Traditional semiconductor technologies such as gallium arsenide (GaAs) or silicon struggle at these high frequencies, falling short in efficiency, power, and stability. GaN’s wide bandgap, high electron mobility, and superior thermal performance enable higher output power, better efficiency, and improved linearity—meeting long-range signal integrity and signal-to-noise requirements.

Test and measurement (T&M) infrastructure is critical for advancing GaN amplifier technology. High-frequency, high-power device characterization requires advanced instrumentation, including vector network analyzers (VNAs) with frequency extenders, impedance tuners, high-stability signal sources, wideband driver amplifiers, directional couplers, and robust RF interconnects. Testing methodologies include S-parameter measurements, IV and pulsed IV characterization, power sweeps, load-pull validation, and long-term reliability assessments.
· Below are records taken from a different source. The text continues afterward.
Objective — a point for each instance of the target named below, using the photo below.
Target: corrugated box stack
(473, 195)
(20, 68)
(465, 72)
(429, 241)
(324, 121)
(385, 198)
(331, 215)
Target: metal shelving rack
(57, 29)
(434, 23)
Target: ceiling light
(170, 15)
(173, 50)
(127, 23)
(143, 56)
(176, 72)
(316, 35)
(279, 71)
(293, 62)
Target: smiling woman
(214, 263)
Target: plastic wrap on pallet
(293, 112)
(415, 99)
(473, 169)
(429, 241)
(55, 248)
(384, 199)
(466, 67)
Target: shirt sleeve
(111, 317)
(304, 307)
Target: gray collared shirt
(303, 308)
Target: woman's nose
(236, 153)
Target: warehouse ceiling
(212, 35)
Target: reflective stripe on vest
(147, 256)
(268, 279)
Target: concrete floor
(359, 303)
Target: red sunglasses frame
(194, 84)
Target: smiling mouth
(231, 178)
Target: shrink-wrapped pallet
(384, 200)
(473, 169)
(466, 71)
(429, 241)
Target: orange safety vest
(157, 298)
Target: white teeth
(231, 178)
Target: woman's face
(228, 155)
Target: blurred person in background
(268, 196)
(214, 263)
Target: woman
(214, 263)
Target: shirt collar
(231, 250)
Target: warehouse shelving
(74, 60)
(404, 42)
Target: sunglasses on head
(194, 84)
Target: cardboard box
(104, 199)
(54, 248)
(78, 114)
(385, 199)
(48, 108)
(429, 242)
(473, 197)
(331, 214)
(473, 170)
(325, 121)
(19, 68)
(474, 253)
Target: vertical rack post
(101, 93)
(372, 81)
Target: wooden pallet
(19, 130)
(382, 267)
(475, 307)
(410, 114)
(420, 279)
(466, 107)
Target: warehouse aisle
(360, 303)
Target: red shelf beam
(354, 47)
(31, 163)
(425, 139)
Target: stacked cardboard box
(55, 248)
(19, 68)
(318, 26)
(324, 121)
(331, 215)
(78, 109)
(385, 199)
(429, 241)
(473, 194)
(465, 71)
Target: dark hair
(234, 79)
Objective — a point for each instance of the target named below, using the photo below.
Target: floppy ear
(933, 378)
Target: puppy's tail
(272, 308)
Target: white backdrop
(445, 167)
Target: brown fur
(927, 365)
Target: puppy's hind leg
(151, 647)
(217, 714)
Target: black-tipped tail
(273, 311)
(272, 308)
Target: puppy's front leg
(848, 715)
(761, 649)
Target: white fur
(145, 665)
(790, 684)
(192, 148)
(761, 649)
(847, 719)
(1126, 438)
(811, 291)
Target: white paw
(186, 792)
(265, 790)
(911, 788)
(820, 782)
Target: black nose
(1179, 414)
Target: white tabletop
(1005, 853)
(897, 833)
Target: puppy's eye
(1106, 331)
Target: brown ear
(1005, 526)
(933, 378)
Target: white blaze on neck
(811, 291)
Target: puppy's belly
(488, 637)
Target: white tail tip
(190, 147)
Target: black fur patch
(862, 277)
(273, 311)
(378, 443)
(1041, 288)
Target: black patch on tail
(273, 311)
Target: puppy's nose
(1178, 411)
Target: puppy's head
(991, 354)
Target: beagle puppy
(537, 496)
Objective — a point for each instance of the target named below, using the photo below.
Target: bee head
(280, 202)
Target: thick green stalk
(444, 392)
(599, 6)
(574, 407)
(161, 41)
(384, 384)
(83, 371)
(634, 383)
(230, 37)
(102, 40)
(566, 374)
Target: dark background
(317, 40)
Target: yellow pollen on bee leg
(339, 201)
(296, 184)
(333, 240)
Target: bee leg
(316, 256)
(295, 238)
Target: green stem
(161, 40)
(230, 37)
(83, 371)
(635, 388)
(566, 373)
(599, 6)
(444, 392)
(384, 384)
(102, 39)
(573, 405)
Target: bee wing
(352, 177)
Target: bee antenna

Driver amplifiers play a central role in T&M setups, boosting signals to multi-watt levels without introducing distortion. For power sweep and load-pull testing, driver amplifiers ensure accurate, high-power delivery to the device under test (DUT) while maintaining measurement fidelity.

By combining GaN amplifier performance with specialized T&M driver solutions, industries can accelerate the development, validation, and deployment of next-generation high-frequency systems.